AKP ile MHP çeşitli düzeylerde heyetlerle ve genel başkanlar seviyesinde görüşüyordu. MHP'nin genel af çıkartma isteğinin doruğa ulaştığı, AKP'nin de yanaşmadığından kaynaklı bir gerilim vardı. 23 Ekim 2018 Salı günü Devlet Bahçeli birden "31 Mart 2019 Mahalli idareler seçimlerine yönelik herhangi bir ittifak beklentimiz, ittifak arayışımız, ittifak niyetimiz geldiğimiz aşamada artık kalmamıştır" deyiverdi.
Gerilim krize dönme eğilimindeydi. Ancak ertesi gün sular duruldu, ittifağı süreceği anlaşıldı.
Adaylar açıklandıkça AKP ile MHP'nin bölüştüğü iller ve ilçelerin hangileri olduğu aydınlanmaya başladı.
Prof. Dr. Simten Coşar, 24 Haziran 2018 seçimleri öncesi Cumhur İttifakı'nı "Faşistik, amorf sağ siyaset" olarak değerlendirdiği söyleşimizde, bu birlikteliğin mümkünlüğünü "MHP'nin duruşunun azami esnekliği, AKP'ye endeksli var oluşu" cümlesiyle tanımlamıştı.
Yerel seçime uzayan Cumhur İttifakı'nı, iki partinin bu işbirliğinde varoluş stratejileri, muhalefetin aldığı pozisyonu yine bir seçim öncesi Prof. Coşar ile konuştuk.

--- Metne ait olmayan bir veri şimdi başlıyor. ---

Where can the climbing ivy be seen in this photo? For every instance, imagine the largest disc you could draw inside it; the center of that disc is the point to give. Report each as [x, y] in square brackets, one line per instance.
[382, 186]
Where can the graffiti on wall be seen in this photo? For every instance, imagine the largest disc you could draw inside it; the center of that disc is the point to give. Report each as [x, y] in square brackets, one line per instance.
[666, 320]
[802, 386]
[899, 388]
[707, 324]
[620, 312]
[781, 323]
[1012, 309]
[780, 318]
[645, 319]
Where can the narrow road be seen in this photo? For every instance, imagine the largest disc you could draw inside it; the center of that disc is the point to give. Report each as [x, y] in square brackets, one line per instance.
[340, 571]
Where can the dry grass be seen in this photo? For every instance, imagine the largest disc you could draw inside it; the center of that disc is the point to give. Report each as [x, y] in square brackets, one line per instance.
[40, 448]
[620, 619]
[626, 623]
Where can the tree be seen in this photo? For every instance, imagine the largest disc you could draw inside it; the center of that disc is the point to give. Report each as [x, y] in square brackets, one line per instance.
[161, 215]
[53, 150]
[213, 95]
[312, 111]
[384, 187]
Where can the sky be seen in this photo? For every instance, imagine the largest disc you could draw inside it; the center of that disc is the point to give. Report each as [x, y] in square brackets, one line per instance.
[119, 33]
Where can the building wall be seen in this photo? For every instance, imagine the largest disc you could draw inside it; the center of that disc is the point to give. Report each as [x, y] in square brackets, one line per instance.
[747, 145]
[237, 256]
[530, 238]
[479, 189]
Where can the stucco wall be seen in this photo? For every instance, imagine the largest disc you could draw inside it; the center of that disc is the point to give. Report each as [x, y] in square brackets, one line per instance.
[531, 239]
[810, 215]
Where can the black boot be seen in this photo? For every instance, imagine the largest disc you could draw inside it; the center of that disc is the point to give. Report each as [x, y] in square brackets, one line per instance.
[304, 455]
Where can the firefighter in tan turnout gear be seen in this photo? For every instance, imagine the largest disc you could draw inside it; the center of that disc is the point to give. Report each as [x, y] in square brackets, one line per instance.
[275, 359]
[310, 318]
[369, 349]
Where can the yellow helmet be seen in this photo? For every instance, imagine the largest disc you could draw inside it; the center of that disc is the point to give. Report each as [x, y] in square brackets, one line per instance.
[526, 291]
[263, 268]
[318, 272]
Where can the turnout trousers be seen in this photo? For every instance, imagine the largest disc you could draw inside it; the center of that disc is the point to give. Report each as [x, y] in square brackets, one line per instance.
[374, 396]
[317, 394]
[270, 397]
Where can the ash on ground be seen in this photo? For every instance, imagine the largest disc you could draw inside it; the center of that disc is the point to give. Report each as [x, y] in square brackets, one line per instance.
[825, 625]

Prof. Dr. Simten Coşar kimdir?Lisans eğitimini Boğaziçi Üniversitesi'nde Siyaset Bilimi ve Uluslararası İlişkiler'de; doktora ve yüksek lisansını Bilkent Üniversitesi'nde Siyaset Bilimi ve Kamu Yönetimi'nde yaptı. Başlıca ilgi alanları: Siyasi düşünce, Türkiye'de siyasi düşünce, Türkiye'de siyasi partiler ve siyasi düşüncede kadınlar. Journal of Political Ideologies, Contemporary Politics, Feminist Review, Journal of Third World Studies, South European Societyve Politics and Monthly Review gibi dergilerde birçok makalesi yayımlandı. Hacettepe Üniversitesi İletişim Fakültesi Radyo, TV ve Sinema Bölümü'nden emekli oldu. |
MHP'nin azami esnekliği devam ediyor mu?
Kanımca, MHP 1990’ların sonundaki yenilenme sürecini bu esneklik üzerine kurdu. Hatırlarsınız, idam cezasının kalkmasını oylayan parlamentodaki koalisyon hükümetinin ortaklarından olduğu sırada kendince kanıtladı bunu, çekine çekine seçmenlerine de... Ancak bugünün koşullarında esneklik salt iddia edilenlerin geçerliliğinin şüpheli olmasıyla tanımlanabiliyor. Nitekim, MHP bu açıklamayı hatırlamaya gerek duymadan yerel seçimlerde AKP’yle ittifak adımlarını atmaya başladı. Belirli belediyeler Ocak 2019’un ilk haftası itibarıyla bölüşülmeye başlandı.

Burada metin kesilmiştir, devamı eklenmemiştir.